Posted on: September 19, 2023

Goal and Context

Developing web applications and services requires opening ports on a machine. In some situations, a process using a port might die without releasing the port -- the process is dead but runs in the background, keeping the port reserved. Thus, the solution is to kill the process. Sometimes, some ports might be used by many different processes in different periods of time. Therefore, having a process keeping a port in hostage happens. The solution is to find the process who is holding the port and killing it.

In this article, we will use lsof to find the process of who is holding the port and using kill -9 to kill it. A third tool is needed to combine the information of lsof into kill, which is awk.

Finding the process id by a port number: Lsof

The command line lsof is natively available in Linux. The letters of the tool are for "LiSt Open File".

The trick is to use the -i which allows to find a file that matches a specific address. Many combinations vary for ipv4 or ipv6 or different protocols. In my case, the port I want to kill most of the time is for a web server, a docker container, or a port used in Visual Studio Code (VsCode) for debugging. They are all using tcp. Thus, using lsof -i tcp:9229 gives the information.

1lsof -i tcp:9229
4node 19005 pdesjardins 26u IPv4 ox033434234

The output is simplified but has the information needed: the PID.

The pid is the process identifier that is needed to pass to the next command line.

Grabbing the last line: Tail

The tail command line allows to read a specific line from the end of a file. A file can be the output of a command line. Using tail is a way to skip the header of the lsof. The following command uses the option -n 1, which returns the last line.

1lsof -i tc:9229 | tail -n 1
3node 19005 pdesjardins 26u IPv4 ox033434234

Grabbing a record: Awk

The awk command scans for a pattern. Awk has an option to scan each tab. The PID is on the second record (tab).

1lsof -i tc:9229 | tail -n 1 | awk '{print $2}'

Knowing your Tools

As I wrote this blog post, I looked further the lsof documentation and found out about -t option. The option provides a terse output with only the pid, meaning that the information can be piped to kill.
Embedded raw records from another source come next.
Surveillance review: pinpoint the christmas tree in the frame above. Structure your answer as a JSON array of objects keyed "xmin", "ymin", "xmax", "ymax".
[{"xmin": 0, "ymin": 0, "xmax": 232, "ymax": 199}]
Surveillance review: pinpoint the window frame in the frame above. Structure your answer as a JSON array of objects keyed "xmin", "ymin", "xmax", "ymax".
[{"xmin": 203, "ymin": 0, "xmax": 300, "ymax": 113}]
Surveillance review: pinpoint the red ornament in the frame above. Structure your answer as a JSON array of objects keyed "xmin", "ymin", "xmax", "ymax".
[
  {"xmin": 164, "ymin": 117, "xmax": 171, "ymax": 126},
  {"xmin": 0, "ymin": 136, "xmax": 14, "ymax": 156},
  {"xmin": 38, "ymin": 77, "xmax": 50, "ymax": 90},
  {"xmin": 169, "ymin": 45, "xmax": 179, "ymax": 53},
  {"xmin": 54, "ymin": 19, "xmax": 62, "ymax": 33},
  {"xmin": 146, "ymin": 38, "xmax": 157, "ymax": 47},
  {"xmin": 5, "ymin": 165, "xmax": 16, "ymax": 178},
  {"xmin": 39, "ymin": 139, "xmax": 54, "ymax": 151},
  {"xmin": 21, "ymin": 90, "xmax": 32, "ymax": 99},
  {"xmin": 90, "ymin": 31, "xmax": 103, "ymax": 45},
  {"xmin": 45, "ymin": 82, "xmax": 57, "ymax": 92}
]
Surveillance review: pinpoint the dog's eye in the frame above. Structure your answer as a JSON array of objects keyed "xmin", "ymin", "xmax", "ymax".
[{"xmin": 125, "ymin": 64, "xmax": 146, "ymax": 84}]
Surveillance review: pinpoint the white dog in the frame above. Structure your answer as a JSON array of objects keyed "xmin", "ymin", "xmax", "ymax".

It means that tail and awk can be removed by using:

1lsof -i tc:9229 -t

Killing the process: Kill

The kill command sends a signal to a process using a PID. Killing with kill -9 <pid here> instantly kills the process. However, another tool is needed to inject the PID into a command argument: xargs.

xargs: Passing the PID from Lsof to Kill

The last step is to send the process id to kill from the lsof. The xargs executes a command line and can use a pattern to replace a string by a value. In our case, the pattern is {} and will be replaced by the piped PID. The xargs uses the -l to specify the string to replace. Then, the command is specified with its option. The command needs to use the string, for example, {}, which will be replaced by the value piped. If more than one value is passed, then the command will be executed several times with each value.

The final script:

1lsof -i tc:9229 -t | xargs -l {} kill -9 {}


Ultimately, three tools were needed: lsof, xargs and kill. Learning about the tool helped to reduce the complexity by removing two additional tools (tail and awk).